Although there is no guarantee that the board will always act in accordance with Solomon’s views, employers would do well to examine his reports for hints on how the board might rule on the issues it has yet to address, lawyers told Law360.
“The board hasn’t given any indication that they disagree with the general counsel, and in fact the decisions that have come down fall pretty much in line with the general counsel’s memoranda,” Ballard Spahr’s Keyser said.
Especially useful for employers in drafting or revising their policies is the inclusion of Wal-Mart Stores Inc.’s policy, which was found to be lawful in the acting general counsel’s third memorandum, Keyser said.
“It is a good idea to start with the Wal-Mart policy, which is the lawful policy in the third general counsel report,” she said. “You can use it as a template that you can tweak and revise to meet your needs.”
Consider a Disclaimer
One place where it looks like the board’s stance may not be in line the acting general counsel’s position is on the issue of savings clauses. While Solomon has indicated that a savings clause can’t fix an otherwise unlawful policy, the board’s rulings in both the Costco and Knauz Motors cases leave open the possibility that a disclaimer could make a difference, attorneys say.
In both decisions, the board found fault with the fact that policies governing employee communications did not suggest that they excluded NLRA-protected activity, leaving some room for an argument that such a suggestion could save an employer’s policy.
Lawyers told Law360 that while a savings clause will not cure a policy that otherwise obviously overreaches, it could be used as an argument in the employer’s favor when attached to a policy in which the employer is obviously making a good faith effort to comply with the law.
“I would always encourage an employer to put one in, especially if it is narrowly tailored, but in the same breath, as a practitioner, I would tell them that it is not a panacea; it just helps you along the spectrum of risk,” Fisher & Phillips’ Bernstein said.
However, some say that an employer is better off doing its best to write a lawful policy and leaving the disclaimer off.
“My personal view is that a disclaimer is a bad idea,” Ross Friedman of Morgan Lewis & Bockius LLP said. “There is enough guidance so an employer can craft a policy that is compliant with the law, and to stick that in just highlights to employees: ‘by the way, here are a bunch of other rights that aren’t really related.’”

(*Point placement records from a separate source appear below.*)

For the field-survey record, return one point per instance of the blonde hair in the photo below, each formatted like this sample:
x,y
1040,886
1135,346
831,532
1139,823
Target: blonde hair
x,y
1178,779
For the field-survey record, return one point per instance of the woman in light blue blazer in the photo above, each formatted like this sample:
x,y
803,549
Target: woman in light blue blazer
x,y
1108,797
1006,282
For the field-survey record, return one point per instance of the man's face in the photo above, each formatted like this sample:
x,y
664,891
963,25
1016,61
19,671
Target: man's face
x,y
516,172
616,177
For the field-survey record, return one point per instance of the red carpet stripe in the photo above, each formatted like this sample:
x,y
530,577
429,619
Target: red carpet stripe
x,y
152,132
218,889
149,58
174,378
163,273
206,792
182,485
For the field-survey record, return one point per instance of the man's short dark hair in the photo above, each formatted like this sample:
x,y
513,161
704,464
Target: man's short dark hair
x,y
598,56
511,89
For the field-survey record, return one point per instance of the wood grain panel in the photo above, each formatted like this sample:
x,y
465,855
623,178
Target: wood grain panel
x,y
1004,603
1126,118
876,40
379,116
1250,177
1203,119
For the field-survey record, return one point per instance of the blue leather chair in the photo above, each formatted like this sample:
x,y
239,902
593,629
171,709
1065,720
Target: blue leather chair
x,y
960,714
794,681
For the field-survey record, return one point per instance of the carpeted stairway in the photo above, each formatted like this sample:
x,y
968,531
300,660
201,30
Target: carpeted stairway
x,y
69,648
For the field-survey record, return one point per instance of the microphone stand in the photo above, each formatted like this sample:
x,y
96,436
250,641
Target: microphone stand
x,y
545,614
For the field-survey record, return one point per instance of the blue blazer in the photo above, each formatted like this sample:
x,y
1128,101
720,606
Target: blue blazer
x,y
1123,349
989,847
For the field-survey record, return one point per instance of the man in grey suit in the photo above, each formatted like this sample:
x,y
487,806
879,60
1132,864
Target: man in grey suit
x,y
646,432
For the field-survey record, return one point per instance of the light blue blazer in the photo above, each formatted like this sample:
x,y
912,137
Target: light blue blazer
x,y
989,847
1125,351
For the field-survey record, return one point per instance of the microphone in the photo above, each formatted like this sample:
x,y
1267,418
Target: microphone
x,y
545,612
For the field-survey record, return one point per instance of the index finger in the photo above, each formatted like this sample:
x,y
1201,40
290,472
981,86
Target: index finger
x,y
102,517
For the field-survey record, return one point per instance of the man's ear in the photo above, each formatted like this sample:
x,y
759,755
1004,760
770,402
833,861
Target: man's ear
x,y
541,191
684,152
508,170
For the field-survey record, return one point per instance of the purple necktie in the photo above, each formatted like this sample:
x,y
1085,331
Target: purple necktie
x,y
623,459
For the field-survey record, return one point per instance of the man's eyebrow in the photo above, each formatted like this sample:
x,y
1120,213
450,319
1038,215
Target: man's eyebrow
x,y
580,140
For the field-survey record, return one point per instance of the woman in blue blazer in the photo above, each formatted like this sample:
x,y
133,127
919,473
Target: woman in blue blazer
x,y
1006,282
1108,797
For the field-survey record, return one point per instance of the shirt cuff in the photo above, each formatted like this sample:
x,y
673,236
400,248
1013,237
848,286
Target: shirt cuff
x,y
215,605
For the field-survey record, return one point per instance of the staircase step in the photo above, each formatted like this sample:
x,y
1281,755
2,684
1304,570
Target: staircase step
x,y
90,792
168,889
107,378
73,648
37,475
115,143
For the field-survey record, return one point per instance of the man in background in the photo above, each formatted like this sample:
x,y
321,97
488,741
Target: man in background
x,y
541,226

The board’s first two social media decisions won’t be its last, so employers must keep themselves informed as the law continues to develop, attorneys say.
“This is a fluid area of the law,” Bernstein said. “When Congress passed the NLRA in 1935, they weren’t thinking about blog sites and social media policy, so the NLRB is trying to fit the square peg social media into the round hole of the law. It is still developing, and it is something to keep an eye on.”
And of course, with the presidential election looming, the potential exists for the composition of the board to change and with it the board’s position on what kinds of policies pass muster.
“This such an emerging area that everything we’re saying now could be changed in six months,” Friedman said.
“Particularly if the the president is not re-elected and the board turns over, the law could be totally different in a year or 18 months,” Friedman said. “And even if that doesn’t happen, there is a lot of guidance coming from the general counsel and from the board, so employers really need to keep current on what’s going on there.”